Characters like Jackson’s Gina and writing like Eids’ sophisticated screenplay for “Identity Crisis” are the norm on FBI, not the exception. But what’s incredible is that they’re the norm across a whole television landscape Dick Wolf oversees. The Chicago franchise that Wolf launched with ace screenwriters Derek Haas and Michael Brandt, for example, has developed into an Altman-esque symphony of a city, a sweeping and lively epic that delves into work, family, and the social structures that define them, and does it as well as anything I’ve ever seen on network TV. And then there’s Law & Order: SVU, which takes advantage of television’s speed to hold a penetrating and affecting ongoing conversation with American culture. In the best episode of that series so far this season, last October’s “Zero Tolerance,” writers Richard Sweren and Céline C. Robinson dramatize the human cost of Trump-era immigration policies with an immediacy made all the more chilling by director Michael Pressman’s concentrated, harrowing compositions and camera moves – his brutally effective final image of children in cages is powerful and unsettling material for an ostensibly “escapist” TV drama.
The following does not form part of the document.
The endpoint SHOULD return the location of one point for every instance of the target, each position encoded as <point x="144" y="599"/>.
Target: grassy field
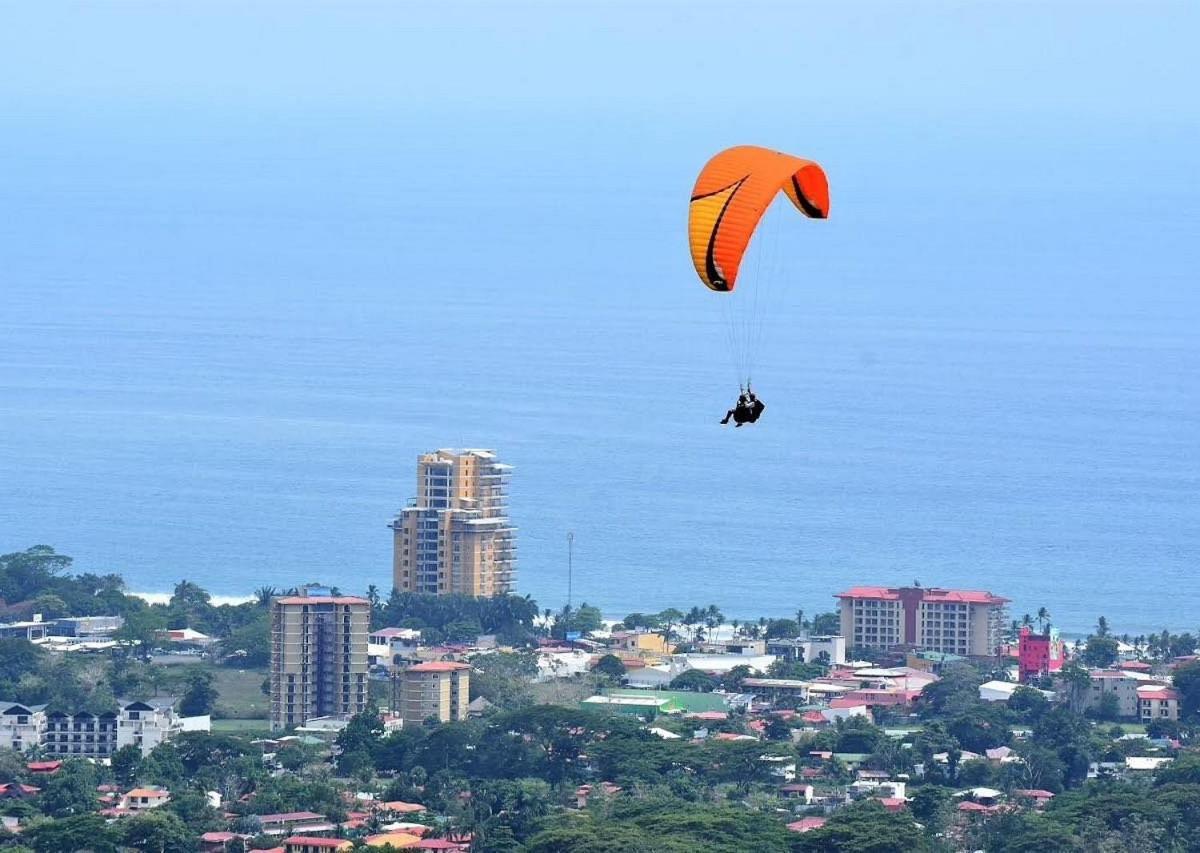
<point x="241" y="726"/>
<point x="241" y="694"/>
There’s unsettling material in FBI too – and exciting material, and funny material, and thought-provoking material. Each episode, just like each episode of SVU and the Chicago shows, feels considerably longer than its 42 minutes, because there are enough satisfactions for a story a half-hour longer. The quality control Wolf exerts over these series is awe-inspiring to me, though given the cross-over of personnel between shows I think I’m on to his secret: he clearly has great taste in collaborators. The universe he created starting with Law & Order back in 1990 (not his first show, but the one that put him on the map as a mogul) is remarkably consistent in numerous respects – the concern with how law enforcement officials and public servants do their jobs and the tools with which they do them, the insistence on engagement with social issues, the strong women – but there are also infinite variations and digressions provided by the talented likes of Haas, Brandt, Eid, Miller and others. Regardless of where the credit is due, the result is one of the most admirable, entertaining, and impassioned bodies of work in the history of television.